Publié le 01 janvier 2010 par Sarah.bh
J’en ai marre de lire d’une part, que la Tunisie est un pays de dictature de torture de répression, et de l’autre, que la Tunisie est un pays de droits, de liberté, et un modèle à suivre. Les deux affirmations sont fausses. Et ça me fait mal au cœur de voir qu’aujourd’hui il n’y a que ces deux visions du pays, deux fausses affirmations. Et moi, je suis à là, à me balancer entre les deux, cherchant à trouver le juste équilibre, la définition la plus fidèle de mon pays, tout en sachant que je ne la trouverai jamais, ni chez les mauves, qui me peignent le portrait d’un pays utopique qui n’existe que dans leurs discours, ni chez les dissidents qui me peignent le portrait d’un pays infernal où on aurait même peur de respirer. Les premiers, quand ils ne nient pas l’absence de quelques droits et libertés, se permettent le luxe de les justifier (une stratégie mesquine). Les seconds, quand ils ont en marre de ne pas être entendus, poussent à l’extrême la réalité des choses au risque de diffamer, pensant que cela donnerait plus de légitimité à leur combat (une stratégie déshonorable).

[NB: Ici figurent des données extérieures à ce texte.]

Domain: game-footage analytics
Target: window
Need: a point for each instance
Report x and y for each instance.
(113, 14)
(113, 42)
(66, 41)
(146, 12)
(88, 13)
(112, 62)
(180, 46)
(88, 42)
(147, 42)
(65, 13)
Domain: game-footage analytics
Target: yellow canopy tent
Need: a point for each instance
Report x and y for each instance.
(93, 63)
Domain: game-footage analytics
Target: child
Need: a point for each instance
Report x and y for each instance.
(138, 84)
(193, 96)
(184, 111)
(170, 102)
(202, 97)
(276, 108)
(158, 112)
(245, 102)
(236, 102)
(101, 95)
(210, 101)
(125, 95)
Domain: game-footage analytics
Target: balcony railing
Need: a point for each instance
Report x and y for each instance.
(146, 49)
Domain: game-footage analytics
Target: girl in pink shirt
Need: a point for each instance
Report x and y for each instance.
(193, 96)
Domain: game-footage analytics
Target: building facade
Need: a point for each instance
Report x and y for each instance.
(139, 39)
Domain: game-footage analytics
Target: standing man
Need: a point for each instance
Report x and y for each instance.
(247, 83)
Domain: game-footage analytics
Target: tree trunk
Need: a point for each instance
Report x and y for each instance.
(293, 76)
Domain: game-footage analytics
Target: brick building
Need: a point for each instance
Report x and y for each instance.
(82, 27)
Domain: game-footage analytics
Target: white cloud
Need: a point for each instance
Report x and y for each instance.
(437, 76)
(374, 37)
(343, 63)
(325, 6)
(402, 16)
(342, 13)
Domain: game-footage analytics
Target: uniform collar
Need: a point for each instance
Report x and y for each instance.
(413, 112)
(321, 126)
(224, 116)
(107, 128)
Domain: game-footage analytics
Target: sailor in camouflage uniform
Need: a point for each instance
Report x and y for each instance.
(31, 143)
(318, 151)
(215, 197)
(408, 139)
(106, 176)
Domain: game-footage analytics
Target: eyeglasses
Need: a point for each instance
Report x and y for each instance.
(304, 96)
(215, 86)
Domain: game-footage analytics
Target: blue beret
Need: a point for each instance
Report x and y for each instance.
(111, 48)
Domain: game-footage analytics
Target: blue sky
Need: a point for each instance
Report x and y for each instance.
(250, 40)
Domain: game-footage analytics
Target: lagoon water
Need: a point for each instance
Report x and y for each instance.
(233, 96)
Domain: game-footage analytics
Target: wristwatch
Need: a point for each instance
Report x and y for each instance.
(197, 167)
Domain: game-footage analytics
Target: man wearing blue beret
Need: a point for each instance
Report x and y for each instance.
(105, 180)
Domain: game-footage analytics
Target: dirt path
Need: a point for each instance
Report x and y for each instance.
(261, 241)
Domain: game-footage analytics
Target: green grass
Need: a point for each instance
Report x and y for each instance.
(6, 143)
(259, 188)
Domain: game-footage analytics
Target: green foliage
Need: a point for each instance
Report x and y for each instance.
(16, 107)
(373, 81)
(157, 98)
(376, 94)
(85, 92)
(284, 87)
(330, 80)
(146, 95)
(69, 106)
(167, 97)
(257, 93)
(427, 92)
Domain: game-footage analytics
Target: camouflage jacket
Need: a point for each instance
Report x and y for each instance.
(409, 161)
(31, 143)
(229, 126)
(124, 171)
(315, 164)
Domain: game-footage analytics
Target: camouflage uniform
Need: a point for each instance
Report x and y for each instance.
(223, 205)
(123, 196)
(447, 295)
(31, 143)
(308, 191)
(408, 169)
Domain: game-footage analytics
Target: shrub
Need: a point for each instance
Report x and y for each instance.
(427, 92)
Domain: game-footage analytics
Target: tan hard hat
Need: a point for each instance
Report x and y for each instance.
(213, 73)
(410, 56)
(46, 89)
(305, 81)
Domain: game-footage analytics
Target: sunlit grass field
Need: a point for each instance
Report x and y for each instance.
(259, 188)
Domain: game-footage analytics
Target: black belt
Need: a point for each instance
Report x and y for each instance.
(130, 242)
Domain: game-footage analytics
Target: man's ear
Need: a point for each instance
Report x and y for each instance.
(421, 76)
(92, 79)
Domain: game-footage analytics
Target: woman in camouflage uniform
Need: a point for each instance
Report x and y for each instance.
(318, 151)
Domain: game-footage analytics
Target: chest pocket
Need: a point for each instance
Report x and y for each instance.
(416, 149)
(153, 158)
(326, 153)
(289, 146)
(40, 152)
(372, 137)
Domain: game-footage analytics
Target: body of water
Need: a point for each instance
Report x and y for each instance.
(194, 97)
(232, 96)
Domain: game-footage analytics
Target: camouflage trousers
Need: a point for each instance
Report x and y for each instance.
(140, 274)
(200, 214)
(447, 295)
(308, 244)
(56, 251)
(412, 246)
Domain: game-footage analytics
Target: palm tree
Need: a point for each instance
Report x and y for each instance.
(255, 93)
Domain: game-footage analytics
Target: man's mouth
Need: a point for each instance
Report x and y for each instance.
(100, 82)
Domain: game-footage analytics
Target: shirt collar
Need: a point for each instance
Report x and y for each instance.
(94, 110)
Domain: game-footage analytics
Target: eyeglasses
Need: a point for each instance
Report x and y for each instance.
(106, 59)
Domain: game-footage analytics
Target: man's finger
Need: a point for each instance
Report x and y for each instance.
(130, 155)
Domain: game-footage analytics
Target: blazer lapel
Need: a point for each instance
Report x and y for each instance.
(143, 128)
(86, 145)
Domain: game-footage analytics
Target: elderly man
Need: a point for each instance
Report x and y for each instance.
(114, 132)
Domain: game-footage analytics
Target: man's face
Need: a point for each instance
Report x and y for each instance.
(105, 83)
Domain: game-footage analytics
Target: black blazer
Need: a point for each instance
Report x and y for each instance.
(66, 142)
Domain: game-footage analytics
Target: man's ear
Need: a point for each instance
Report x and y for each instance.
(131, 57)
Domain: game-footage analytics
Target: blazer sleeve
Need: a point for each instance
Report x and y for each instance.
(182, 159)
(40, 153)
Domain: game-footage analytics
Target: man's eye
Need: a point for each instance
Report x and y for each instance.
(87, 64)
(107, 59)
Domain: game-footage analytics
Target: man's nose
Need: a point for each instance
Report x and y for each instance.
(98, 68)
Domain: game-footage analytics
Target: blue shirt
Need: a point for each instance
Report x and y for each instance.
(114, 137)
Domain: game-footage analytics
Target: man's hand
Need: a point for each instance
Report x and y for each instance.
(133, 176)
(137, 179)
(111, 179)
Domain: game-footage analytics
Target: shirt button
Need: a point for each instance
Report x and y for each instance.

Je ne fais partie ni du premier camp, ni du deuxième, mais je fais partie de cette génération qui, malgré une éducation apolitique, a eu une prise de conscience politique que personne ne peut désormais nier. Le problème c’est qu’on a du mal à tirer profit de cette prise de conscience. Et certains pensent que pour parler de politique, il faut être pour ou contre. Applaudir ou siffler. Avec nous ou contre nous, il n’y au pas d’autres alternatives possibles. Cela limite les échanges, stérilise les débats, et loin de nous faire avancer, nous offre un chemin bien épineux...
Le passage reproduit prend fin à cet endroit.